The aluminium anodes gradually replaced the zinc and magnesium ones in sea water (cost reduction):


  • Studies on Al-Zn since 1945
  • Development of the Al-Zn-Hg anodes in the USA (1956) and in France (1959)
  • Al-Zn-In replaced Al-Zn-Hg since the Seventies.


The first (“segmented”) bracelets anodes were installed on sea lines in the Gulf of Mexico in 1957. In 1969, the first half shell bracelet anodes were installed in North Sea.

For the impressed current anodes:

  • Fe-Si Anodes in 1955
  • Lead alloys (1965), platinized Ti anodes since 1966 (in sea water)
  • Mixed Metal Oxides (MMO) coated Ti since 1980.


Deep well anodes systems were installed since the Sixties and the automatic protection stations since the Eighties. The photovoltaic solar panels, considered to have no future for cathodic protection in 1969, were afterwards used successfully.


The interference of alternating currents has been studied since 1975 in Germany.


The development of the external protection of storage tanks, wells casings and internal surfaces followed.


les_developpements_imageles_developpements_image_2The applications for the protection of steel coated with concrete (including in atmospheric zone) started in the USA. Today, the US Federal Highway Agency (FHWA) considers that cathodic protection is the only method to avoid corrosion in case of chloride ions contamination.
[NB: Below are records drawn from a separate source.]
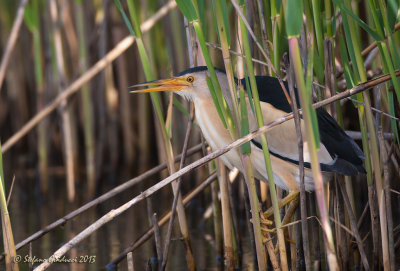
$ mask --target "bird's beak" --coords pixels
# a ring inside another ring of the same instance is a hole
[[[181,89],[188,87],[190,83],[186,81],[185,77],[174,77],[168,79],[161,79],[150,81],[142,84],[137,84],[131,86],[130,88],[136,87],[146,87],[146,86],[153,86],[146,89],[139,89],[139,90],[132,90],[131,93],[147,93],[147,92],[154,92],[154,91],[180,91]]]

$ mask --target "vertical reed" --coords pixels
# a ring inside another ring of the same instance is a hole
[[[290,7],[290,8],[289,8]],[[293,8],[296,7],[296,8]],[[289,54],[291,62],[293,64],[297,87],[299,89],[300,103],[303,109],[303,118],[305,120],[306,127],[306,138],[309,146],[309,152],[311,157],[311,168],[314,176],[315,192],[318,201],[319,212],[322,220],[322,228],[324,230],[324,241],[328,264],[330,270],[338,270],[338,262],[336,258],[334,239],[332,229],[329,223],[327,201],[324,195],[324,187],[321,175],[321,169],[317,157],[317,148],[319,148],[319,132],[317,129],[318,123],[315,115],[315,111],[311,108],[311,96],[309,95],[310,90],[306,88],[306,84],[303,77],[303,67],[301,64],[299,44],[297,37],[301,31],[301,11],[303,5],[301,2],[288,1],[287,5],[287,17],[286,27],[289,36]],[[300,14],[298,14],[300,12]],[[309,56],[313,54],[313,46],[310,44]],[[311,52],[310,52],[311,51]],[[312,66],[311,63],[308,63]],[[308,67],[309,67],[308,66]],[[311,70],[311,69],[307,69]],[[307,82],[310,82],[310,75],[307,73]],[[309,84],[310,86],[310,84]]]
[[[64,62],[64,53],[62,48],[61,40],[61,29],[59,26],[59,12],[57,3],[55,0],[49,0],[50,17],[52,20],[52,36],[54,39],[55,47],[55,62],[56,62],[56,77],[58,77],[58,91],[61,92],[67,83],[66,78],[66,67]],[[74,163],[74,143],[71,128],[71,114],[67,106],[67,102],[64,101],[60,107],[61,118],[62,118],[62,133],[64,143],[64,155],[65,155],[65,166],[66,166],[66,184],[68,192],[68,200],[72,202],[75,198],[75,163]]]
[[[75,2],[76,26],[79,40],[79,70],[85,73],[88,68],[88,49],[86,41],[85,16],[82,1]],[[81,92],[83,107],[83,128],[85,137],[86,177],[89,198],[93,197],[96,189],[95,148],[93,133],[93,108],[88,84],[83,85]],[[127,149],[129,152],[129,149]]]
[[[15,261],[17,255],[15,251],[14,236],[11,226],[10,214],[8,213],[6,201],[6,188],[4,182],[3,155],[0,145],[0,208],[1,208],[1,228],[3,232],[4,252],[6,253],[6,270],[18,271],[18,262]]]
[[[116,3],[119,6],[121,6],[121,4],[119,3],[118,0],[116,1]],[[154,71],[150,65],[150,61],[149,61],[149,58],[148,58],[148,55],[146,53],[146,49],[145,49],[145,46],[143,43],[142,32],[140,29],[140,24],[139,24],[137,12],[136,12],[137,7],[133,3],[133,1],[130,1],[130,0],[128,1],[128,7],[129,7],[131,23],[133,26],[133,29],[130,27],[130,32],[133,36],[136,37],[136,43],[138,46],[139,55],[140,55],[143,69],[144,69],[144,72],[146,75],[146,79],[148,81],[151,81],[151,80],[155,79],[155,77],[154,77],[155,75],[154,75]],[[121,8],[120,8],[120,10],[122,11]],[[122,14],[124,14],[124,13],[122,13]],[[129,27],[130,24],[128,24],[129,22],[126,19],[125,19],[125,23],[127,23],[128,27]],[[175,172],[175,165],[174,165],[174,161],[173,161],[174,155],[173,155],[173,151],[172,151],[171,141],[169,140],[169,136],[168,136],[167,129],[165,126],[160,99],[156,93],[151,93],[151,100],[153,102],[153,106],[156,111],[157,119],[158,119],[158,122],[159,122],[159,125],[161,128],[161,131],[162,131],[163,147],[166,152],[166,157],[167,157],[167,162],[168,162],[168,171],[170,174],[173,174]],[[172,189],[173,189],[174,195],[179,193],[178,192],[178,183],[176,181],[172,183]],[[195,267],[194,257],[192,254],[192,249],[191,249],[190,240],[189,240],[190,239],[189,230],[188,230],[186,215],[185,215],[185,211],[184,211],[184,207],[183,207],[183,203],[182,203],[182,196],[178,196],[177,213],[178,213],[178,219],[179,219],[179,225],[181,228],[181,233],[183,235],[183,239],[185,242],[187,265],[188,265],[189,270],[195,270],[196,267]]]
[[[37,111],[41,111],[45,105],[45,85],[44,85],[44,64],[42,56],[42,37],[40,32],[40,1],[34,0],[26,8],[25,24],[33,35],[33,54],[35,62],[35,83],[37,93]],[[47,195],[49,190],[48,176],[48,123],[42,122],[37,127],[38,139],[38,157],[39,157],[39,172],[40,172],[40,188],[44,195]]]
The alternative electrochemical methods such as the chloride ions extraction or the re-alkalisation are still developing.
Digital multimeters (several MΩ) were introduced since the Seventies.The ohmic drop error in the ground was considered since the Sixties and more largely in the middle of the Seventies. The measurements with the current turned off (“ON/OFF”) thanks to synchronized cyclic switches became common during the Eighties.

Introduced in the Nineties, the remote monitoring and remote control has been gradually developed on long pipelines.


The use of metal indicators (or ” coupons”) enabling local ” ON/OFF ” measurements on ” artificial defects ” was introduced at the beginning of the Nineties (Russia, the USA, Europe, South Africa…)


The electrical resistance probes (“ER probes”) are still marginally used.


The use of the “intensive methods of measurement” along the pipelines appeared in the Sixties in the USSR. The “CIPS” (Close Interval Potential Survey) appeared in Great Britain in the middle of the Seventies. The “DCVG” (Direct Current Voltage Gradient) was developed in Europe (Great Britain, Germany) and in Australia in 1970/80 and became mature in the Nineties. In the USA, the extension of these methods is due to the regulations about the integrity published by the DOT in 2001, which involved the ECDA methodology (External Corrosion Direct Assessment) of the NACE.